Un débat interne sur l’engagement militaire au Sahel
Parmi les partisans d’une action ciblée figurent des voix influentes au sein de l’administration, comme celle de Sebastian Gorka, conseiller à la Maison Blanche et figure majeure de la lutte antiterroriste. Ce dernier milite pour une intervention militaire afin de neutraliser la menace représentée par le JNIM, considéré comme l’un des principaux foyers de déstabilisation dans la région.
Un haut fonctionnaire américain, sollicité pour éclairer cette possibilité, a évité de confirmer ou d’infirmer les rumeurs de frappes. Il a en revanche souligné l’importance de renforcer les capacités militaires des pays d’Afrique de l’Ouest et d’Afrique du Nord en leur proposant des équipements et des formations adaptés. Ces soutiens s’inscrivent dans une stratégie plus large visant à endiguer la propagation du terrorisme au Sahel.
Une menace sécuritaire aux répercussions régionales
Ce responsable a qualifié la situation au Mali d’alerte majeure, évoquant une dégradation alarmante de la stabilité. Il a pointé du doigt l’inefficacité de la coopération sécuritaire avec Moscou, jugée insuffisante pour contrer la montée en puissance des groupes armés. Une analyse qui, selon lui, doit servir d’avertissement aux autres nations africaines confrontées à des défis similaires.
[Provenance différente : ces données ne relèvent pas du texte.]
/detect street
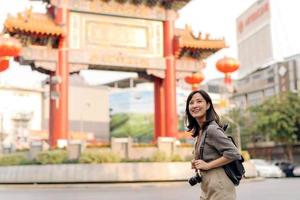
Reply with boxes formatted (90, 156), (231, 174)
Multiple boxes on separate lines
(0, 178), (300, 200)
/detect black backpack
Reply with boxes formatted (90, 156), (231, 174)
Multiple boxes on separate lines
(200, 124), (245, 186)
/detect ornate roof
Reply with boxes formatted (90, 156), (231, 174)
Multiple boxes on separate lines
(32, 0), (191, 10)
(4, 9), (62, 36)
(174, 26), (227, 59)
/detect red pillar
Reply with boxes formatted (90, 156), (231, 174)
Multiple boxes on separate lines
(49, 7), (69, 148)
(164, 14), (178, 137)
(154, 78), (166, 142)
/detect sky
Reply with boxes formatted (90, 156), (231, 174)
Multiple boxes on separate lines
(0, 0), (256, 87)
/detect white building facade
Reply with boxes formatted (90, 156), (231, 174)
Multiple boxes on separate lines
(236, 0), (300, 77)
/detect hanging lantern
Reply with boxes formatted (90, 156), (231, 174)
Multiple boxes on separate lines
(0, 57), (9, 72)
(0, 35), (22, 57)
(216, 57), (240, 84)
(184, 72), (204, 90)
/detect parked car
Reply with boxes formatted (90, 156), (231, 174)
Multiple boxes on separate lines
(293, 165), (300, 176)
(273, 160), (295, 177)
(250, 159), (285, 178)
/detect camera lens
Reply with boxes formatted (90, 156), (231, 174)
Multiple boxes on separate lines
(188, 173), (202, 186)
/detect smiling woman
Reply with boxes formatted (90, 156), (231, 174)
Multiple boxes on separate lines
(185, 90), (241, 200)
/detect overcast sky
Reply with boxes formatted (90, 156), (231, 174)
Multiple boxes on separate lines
(0, 0), (255, 85)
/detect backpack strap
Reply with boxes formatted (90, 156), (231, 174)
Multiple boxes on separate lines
(200, 124), (229, 160)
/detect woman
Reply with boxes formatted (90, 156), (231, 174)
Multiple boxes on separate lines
(185, 90), (241, 200)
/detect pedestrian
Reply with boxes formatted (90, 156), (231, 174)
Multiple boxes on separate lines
(185, 90), (241, 200)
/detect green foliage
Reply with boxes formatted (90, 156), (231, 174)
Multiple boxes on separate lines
(170, 154), (184, 162)
(36, 150), (68, 165)
(0, 154), (28, 166)
(110, 113), (129, 131)
(252, 93), (300, 144)
(79, 150), (121, 163)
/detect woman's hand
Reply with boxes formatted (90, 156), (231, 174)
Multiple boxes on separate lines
(192, 160), (211, 170)
(191, 159), (196, 169)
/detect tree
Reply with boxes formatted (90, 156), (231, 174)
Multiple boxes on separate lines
(251, 92), (300, 160)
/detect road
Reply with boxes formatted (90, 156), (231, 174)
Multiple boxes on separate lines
(0, 178), (300, 200)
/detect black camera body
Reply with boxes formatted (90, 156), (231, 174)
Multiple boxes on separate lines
(188, 172), (202, 186)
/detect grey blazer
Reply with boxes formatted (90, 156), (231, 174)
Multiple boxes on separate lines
(194, 121), (241, 162)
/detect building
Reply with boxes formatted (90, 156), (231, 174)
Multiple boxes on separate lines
(236, 0), (300, 77)
(232, 54), (300, 108)
(43, 74), (110, 141)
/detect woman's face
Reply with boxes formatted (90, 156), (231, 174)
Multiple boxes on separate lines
(189, 93), (210, 120)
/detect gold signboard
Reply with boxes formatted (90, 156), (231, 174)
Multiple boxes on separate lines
(69, 12), (163, 58)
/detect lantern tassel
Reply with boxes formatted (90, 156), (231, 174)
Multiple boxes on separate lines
(224, 73), (232, 85)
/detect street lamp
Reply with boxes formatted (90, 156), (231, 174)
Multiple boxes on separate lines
(223, 115), (242, 152)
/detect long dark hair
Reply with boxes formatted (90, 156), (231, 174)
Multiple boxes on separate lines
(184, 90), (221, 137)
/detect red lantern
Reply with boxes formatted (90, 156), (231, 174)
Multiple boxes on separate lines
(184, 72), (204, 90)
(0, 36), (22, 57)
(0, 57), (9, 72)
(216, 57), (240, 84)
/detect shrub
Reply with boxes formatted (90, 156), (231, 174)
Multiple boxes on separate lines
(171, 154), (184, 162)
(36, 150), (68, 165)
(0, 154), (29, 166)
(79, 150), (121, 163)
(150, 151), (169, 162)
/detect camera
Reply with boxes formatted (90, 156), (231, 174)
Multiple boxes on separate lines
(188, 171), (202, 186)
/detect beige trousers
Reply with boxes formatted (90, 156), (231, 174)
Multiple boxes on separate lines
(200, 167), (236, 200)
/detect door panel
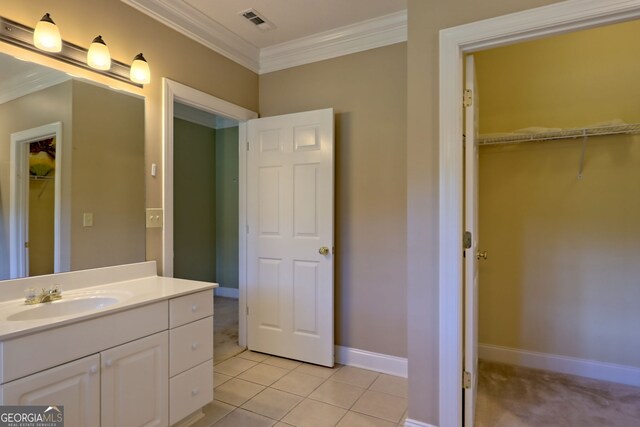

Le Pentagone n’a livré aucun commentaire sur ces discussions internes, tandis que le département d’État a réitéré, sans ambiguïté, sa condamnation des agissements du JNIM et de ses alliés. Le groupe, inscrit depuis 2018 sur la liste des organisations terroristes étrangères par les autorités américaines, reste une cible prioritaire dans la lutte contre l’extrémisme violent.